What will I do? I plan to enjoy my day on the slopes. If I cross paths with my colleague, I’ll greet her as an old friend, and if I don’t see her again that’s fine. When I get back to work, relaxed and mellow from a great skiing weekend, why would I create new anxiety for my employer and colleagues?
To paraphrase Jesus, “Is not life more than food and the body more than a six-inch base of powder?” Or, “Which one of you by being anxious can subtract a wrinkle from your face or add a month to your lifespan?”
I think I deserve the promotion; I’m confident in the quality of my work and optimistic that my life will find some kind of balance — even if I end up with the same old job or choose to look for another position where advancement is possible.
The worst-case scenario? I don’t have the money to ski as often as I’d like. Actually, I think there are three worse scenarios ahead of that one.
The first is that I feed my anxiety about job security and find it necessary to undermine my colleague: whether the back pain is real or she’s taking a mental health day, something stress-related is going on.
The second is that my workplace pits colleagues against each other. Do I want a promotion that will be mine until the next gladiator comes to take me out?
The third is that my identity is so rooted in material success — my promotion status, my ability to support a lifestyle that includes skiing — that it becomes the altar before which other values are sacrificed, my god.
We have very little control over the people around us.
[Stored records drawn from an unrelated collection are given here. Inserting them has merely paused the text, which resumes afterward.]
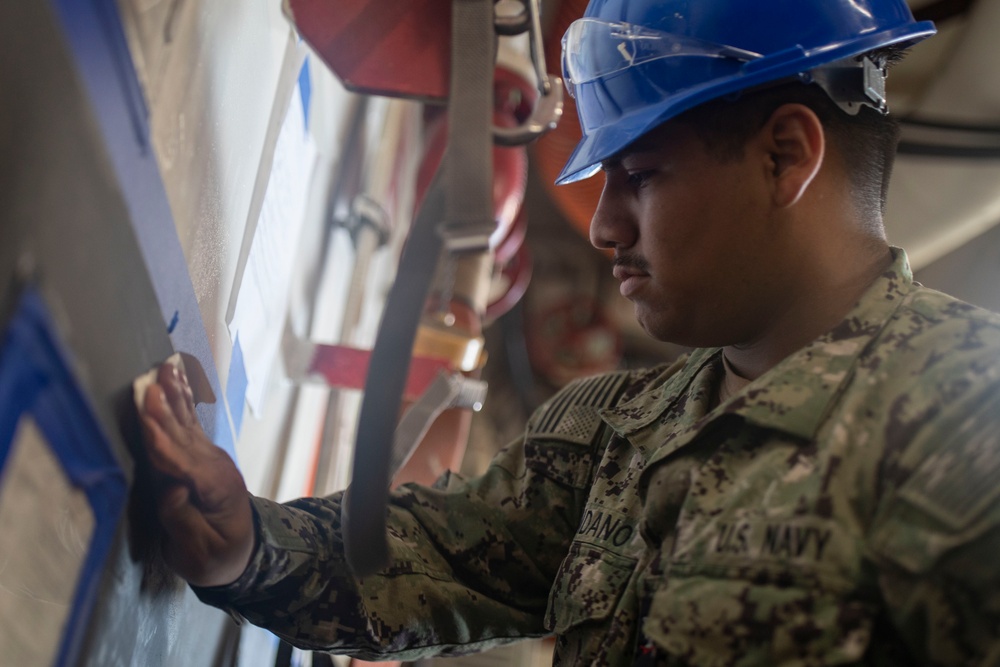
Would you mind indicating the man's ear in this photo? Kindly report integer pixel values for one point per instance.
(796, 144)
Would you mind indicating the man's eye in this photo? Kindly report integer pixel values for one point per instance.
(638, 178)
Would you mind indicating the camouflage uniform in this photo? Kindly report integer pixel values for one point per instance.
(844, 508)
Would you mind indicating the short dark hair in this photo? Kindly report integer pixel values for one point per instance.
(866, 142)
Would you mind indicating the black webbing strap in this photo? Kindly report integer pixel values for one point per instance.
(457, 214)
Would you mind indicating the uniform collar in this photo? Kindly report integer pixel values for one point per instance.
(793, 397)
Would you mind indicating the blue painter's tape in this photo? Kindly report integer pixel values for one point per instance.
(94, 31)
(36, 380)
(236, 386)
(305, 89)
They may be stressed out and anxious about many things, ruthless and committed to selfish ambition — or just clueless. My colleague may spend the next week in traction for one trip down the slope. The only person God has put under my real influence is me.
I am enraged! I have known all along that he is a slick manipulator. Although he exploits our company, they keep bragging about how competent he is. He has no loyalty to anybody but himself.
I, on the other hand have been faithful and hard working. I go the extra mile. I come to work early, stay late, take the dirty jobs. I introduce new ideas that the company likes and uses. My colleague jumps on my bandwagon, making himself look good.
He can talk his way into anything and out of everything. Now, here he is having a holiday called “disability”: an old football injury, he says. We have all been doing extra duty while he has been rosy-cheeked on the ski slopes.
My anger sees things that I had never seen or even thought before. So I take a step back and remember just how “brilliant” I can be when I am mad, how “clear-sighted” and “articulate” I am when teed off. Maybe I need to cool down, think some more, talk to somebody who won’t stoke my anger.
I do know some folks with back trouble for whom the pain is intermittent. They speak of the mystery their back pain is to them. There seems to be no clear cause of the attacks of spasms and crippling pain. One guy I know finds that vigorous exercise is a way to some relief. Just standing or sitting at a desk is murder.
So, I soften a little. I admit that my colleague has been a pretty good guy. A braggart all right but an encourager, too. Maybe his pain has made him the sometimes kind and considerate guy that I have seen him to be as well.
I leave it alone and compete for the job on my merits, not his demerits. I promise myself that I will not say to him, in front of the boss, “How was the skiing, buddy?” Being the jerk that I am, it might slip out, defeating me more than him.